So......, noodling in mudpuddles while picking up trash huh?. Fisherman's A.D.D.! Nice save thats a good looking little guy ( or gal ) !


----------



## FOSR (Apr 16, 2008)

Thanks to all of you! Man I am still sore from pushing a half dozen wheelbarrow loads up the hill. The axle was squeaking under the load. We gathered all that trash and you know it's just a tiny sample of the amount of litter that washes down that river.


----------



## hatchless (Jun 6, 2014)

FOSR said:


> bump-a-bump-a-bump this is coming up! I think I'll tip WBNS, maybe they'll make a story out of it.
> 
> Thanks to all of you for wanting to participate! I think it's really cool that different groups can get together like this.
> 
> Edited to add, I left a news tip on the WBNS site.


Alex, 
Is this the only place to get info on FOSR events? I tried going to the website but see it is no longer available.


----------



## FOSR (Apr 16, 2008)

I'll be honest with you, I am the sole remaining member of FOSR. Everyone else walked. When I organize events, "we" wrangle volunteers; it's sort of like being a talent agent. And stuff happens. This Greenlawn event is a good example because I put the word out on OGF and people who were already willing to do something showed up. They just needed some organized event to participate in.

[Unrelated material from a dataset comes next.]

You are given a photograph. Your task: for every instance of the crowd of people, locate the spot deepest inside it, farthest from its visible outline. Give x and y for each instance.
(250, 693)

Side note, thanks to all the OGF members who work on their own to clean up trash, etc. You are people who care.


----------



## hatchless (Jun 6, 2014)

FOSR said:


> I'll be honest with you, I am the sole remaining member of FOSR. Everyone else walked. When I organize events, "we" wrangle volunteers; it's sort of like being a talent agent. And stuff happens. This Greenlawn event is a good example because I put the word out on OGF and people who were already willing to do something showed up. They just needed some organized event to participate in.
> 
> Side note, thanks to all the OGF members who work on their own to clean up trash, etc. You are people who care.


That is unfortunate. I just walked from the Confluence upstream to the dam looking to hook-up with a carp on the fly. Not luck. There is an incredible amount of trash down there. I mean it's like a landfill in spots. I would be interested in becoming a member and trying to help organize some more clean-up efforts.


----------



## FOSR (Apr 16, 2008)

I'd be happy to have you join. I need to get the FOSR web site up again. Meanwhile, this is a good time to post this link:

http://www.cowcouncil.org/home.html


----------



## hatchless (Jun 6, 2014)

FOSR said:


> I'd be happy to have you join. I need to get the FOSR web site up again. Meanwhile, this is a good time to post this link:
> 
> http://www.cowcouncil.org/home.html


Thanks! I can help with the website if you need it. That is what I do for a living.


----------



## acklac7 (May 31, 2004)

FOSR said:


> I'll be honest with you, I am the sole remaining member of FOSR. Everyone else walked. When I organize events, "we" wrangle volunteers; it's sort of like being a talent agent. And stuff happens. This Greenlawn event is a good example because I put the word out on OGF and people who were already willing to do something showed up. They just needed some organized event to participate in.
> 
> Side note, thanks to all the OGF members who work on their own to clean up trash, etc. You are people who care.


Really, really sad to hear.

Alex, start a gofundme page to help get the site back up and running. I'll donate. Count on it.

Deeply sorry I couldn't make the clean-up, it looks amazing down there. Now we just need to annihilate all that Honeysuckle!


----------



## FOSR (Apr 16, 2008)

Thanks, guys! I want to set up an event to go after the honeysuckle but I have to wrangle a city crew with a chipper truck.


----------